If you happened to be at SO’s New Year’s Eve celebration, you might have tried the Butter Sous Vide Lobster Tail. It’s back to stay, and you’re going to want to try some. Copeland says, “I tried to take simplistic approaches as much as I can, I don’t want to overwork a dish. There’s just so much that goes into it.” The dish comes with creamy risotto and grilled asparagus and speaks for itself as a savory treat.
You’ll also want to keep your eyes on the rotating Chef’s Special on the menu.
Copeland says, “A lot of places will run a high-end $50-60 special. I try not to do that. I try to give you something that would typically cost more money, but I do it at a lower price so you can venture out and try something new.”

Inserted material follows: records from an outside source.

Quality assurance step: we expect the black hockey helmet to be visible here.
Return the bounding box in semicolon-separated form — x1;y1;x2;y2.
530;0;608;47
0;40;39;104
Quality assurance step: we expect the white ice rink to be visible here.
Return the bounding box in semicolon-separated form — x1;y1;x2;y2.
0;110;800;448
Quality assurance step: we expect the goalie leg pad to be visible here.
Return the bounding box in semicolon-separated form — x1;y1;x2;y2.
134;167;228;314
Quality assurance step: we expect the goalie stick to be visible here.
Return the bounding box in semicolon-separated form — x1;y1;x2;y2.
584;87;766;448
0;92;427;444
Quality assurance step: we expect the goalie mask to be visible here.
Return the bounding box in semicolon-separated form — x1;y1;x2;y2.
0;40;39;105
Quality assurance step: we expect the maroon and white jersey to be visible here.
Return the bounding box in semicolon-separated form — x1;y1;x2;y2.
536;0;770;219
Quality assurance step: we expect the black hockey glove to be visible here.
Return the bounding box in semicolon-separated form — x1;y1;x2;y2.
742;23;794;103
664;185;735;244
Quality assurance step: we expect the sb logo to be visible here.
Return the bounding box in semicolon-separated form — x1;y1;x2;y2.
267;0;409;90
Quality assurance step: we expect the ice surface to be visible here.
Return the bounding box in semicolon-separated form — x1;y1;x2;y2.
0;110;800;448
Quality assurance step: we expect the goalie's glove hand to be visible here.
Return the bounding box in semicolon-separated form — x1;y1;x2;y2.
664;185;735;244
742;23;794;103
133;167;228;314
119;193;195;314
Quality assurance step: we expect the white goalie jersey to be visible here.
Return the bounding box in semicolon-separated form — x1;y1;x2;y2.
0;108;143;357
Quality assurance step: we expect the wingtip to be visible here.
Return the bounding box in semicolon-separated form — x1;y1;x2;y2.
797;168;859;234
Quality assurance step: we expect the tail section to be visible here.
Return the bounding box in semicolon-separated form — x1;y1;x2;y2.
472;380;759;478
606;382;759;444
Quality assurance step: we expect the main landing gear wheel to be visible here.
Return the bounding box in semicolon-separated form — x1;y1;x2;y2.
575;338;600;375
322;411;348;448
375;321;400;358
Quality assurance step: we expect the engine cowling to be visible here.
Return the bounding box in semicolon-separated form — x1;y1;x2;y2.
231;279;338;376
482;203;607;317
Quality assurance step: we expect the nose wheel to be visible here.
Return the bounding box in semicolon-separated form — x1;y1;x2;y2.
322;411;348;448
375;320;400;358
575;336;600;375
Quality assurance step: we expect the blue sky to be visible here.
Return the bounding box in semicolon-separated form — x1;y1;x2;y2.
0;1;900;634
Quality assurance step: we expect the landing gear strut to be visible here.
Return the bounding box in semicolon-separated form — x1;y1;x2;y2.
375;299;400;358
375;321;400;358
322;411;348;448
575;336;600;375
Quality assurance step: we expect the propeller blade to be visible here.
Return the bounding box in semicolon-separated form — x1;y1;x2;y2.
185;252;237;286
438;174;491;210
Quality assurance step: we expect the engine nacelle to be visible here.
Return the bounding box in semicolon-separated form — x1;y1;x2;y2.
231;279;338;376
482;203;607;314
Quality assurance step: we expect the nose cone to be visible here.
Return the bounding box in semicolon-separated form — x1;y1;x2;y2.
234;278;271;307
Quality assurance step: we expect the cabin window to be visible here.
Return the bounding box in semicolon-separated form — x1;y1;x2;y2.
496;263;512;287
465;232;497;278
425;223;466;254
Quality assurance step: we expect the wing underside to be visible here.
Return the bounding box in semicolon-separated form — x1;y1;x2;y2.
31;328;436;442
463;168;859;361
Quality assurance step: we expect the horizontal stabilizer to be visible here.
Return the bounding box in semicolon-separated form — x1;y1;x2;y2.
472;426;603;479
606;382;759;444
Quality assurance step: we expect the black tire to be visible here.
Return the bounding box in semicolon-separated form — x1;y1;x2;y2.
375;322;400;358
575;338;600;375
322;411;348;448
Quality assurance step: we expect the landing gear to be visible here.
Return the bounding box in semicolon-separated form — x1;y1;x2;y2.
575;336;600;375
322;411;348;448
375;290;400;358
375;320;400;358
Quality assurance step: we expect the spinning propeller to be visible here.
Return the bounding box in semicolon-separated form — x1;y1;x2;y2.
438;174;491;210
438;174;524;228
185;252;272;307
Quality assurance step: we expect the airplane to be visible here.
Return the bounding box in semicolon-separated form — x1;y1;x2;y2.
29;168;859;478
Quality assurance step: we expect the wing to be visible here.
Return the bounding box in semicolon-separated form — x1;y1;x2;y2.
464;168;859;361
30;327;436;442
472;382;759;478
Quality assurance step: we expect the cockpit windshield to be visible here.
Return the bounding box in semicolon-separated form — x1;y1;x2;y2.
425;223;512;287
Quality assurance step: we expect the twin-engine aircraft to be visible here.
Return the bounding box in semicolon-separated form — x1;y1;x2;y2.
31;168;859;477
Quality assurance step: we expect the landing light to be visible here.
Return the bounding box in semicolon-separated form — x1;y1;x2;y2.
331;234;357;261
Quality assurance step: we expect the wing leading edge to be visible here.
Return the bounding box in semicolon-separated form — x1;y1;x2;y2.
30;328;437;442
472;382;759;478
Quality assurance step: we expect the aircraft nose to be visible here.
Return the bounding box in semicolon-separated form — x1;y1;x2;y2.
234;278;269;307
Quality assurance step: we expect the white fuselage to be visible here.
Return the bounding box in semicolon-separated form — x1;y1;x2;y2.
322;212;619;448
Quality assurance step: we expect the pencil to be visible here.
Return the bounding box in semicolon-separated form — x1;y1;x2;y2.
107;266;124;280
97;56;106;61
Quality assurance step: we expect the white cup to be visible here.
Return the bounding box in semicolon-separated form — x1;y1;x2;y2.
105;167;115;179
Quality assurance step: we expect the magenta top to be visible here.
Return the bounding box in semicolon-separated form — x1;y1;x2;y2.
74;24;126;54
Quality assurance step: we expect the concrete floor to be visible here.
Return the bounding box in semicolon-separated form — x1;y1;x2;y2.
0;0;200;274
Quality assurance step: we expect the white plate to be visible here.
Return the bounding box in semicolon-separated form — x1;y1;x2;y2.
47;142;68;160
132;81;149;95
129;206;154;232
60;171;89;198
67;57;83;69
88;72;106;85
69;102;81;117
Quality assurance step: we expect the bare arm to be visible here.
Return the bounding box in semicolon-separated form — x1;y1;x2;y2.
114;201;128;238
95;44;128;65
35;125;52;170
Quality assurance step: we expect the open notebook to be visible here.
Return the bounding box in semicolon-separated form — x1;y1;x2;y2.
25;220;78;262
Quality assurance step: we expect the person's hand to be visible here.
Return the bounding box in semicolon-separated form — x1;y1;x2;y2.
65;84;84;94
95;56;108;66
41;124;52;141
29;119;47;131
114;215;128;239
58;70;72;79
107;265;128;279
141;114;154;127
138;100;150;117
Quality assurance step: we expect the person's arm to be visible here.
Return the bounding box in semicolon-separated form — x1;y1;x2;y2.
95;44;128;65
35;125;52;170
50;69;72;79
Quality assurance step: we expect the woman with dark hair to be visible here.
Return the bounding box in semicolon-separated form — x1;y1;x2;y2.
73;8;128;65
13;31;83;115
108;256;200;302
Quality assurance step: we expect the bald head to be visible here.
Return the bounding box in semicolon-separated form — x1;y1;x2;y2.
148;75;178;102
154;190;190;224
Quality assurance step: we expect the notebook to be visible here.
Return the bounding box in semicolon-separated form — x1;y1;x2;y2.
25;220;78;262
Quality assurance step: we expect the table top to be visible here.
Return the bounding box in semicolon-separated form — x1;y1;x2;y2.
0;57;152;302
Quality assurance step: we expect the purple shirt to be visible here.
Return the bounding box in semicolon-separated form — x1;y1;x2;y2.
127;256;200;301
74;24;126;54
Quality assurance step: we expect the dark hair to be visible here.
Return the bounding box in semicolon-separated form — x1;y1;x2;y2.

Keep your eye on the kitchen. Copeland wants the culinary education he’s currently teaching to his young staff to stretch to the table where he can introduce patrons to new terminology and styles. He says, “I will start doing incorporating a little creativeness that people haven’t seen. I did bold flavors and was pretty simple at the beginning, because I just wanted to pack a bunch of flavor in. Now, I’m trying to use more terminology, different types of cooking techniques, ultimately to show people what we can produce.”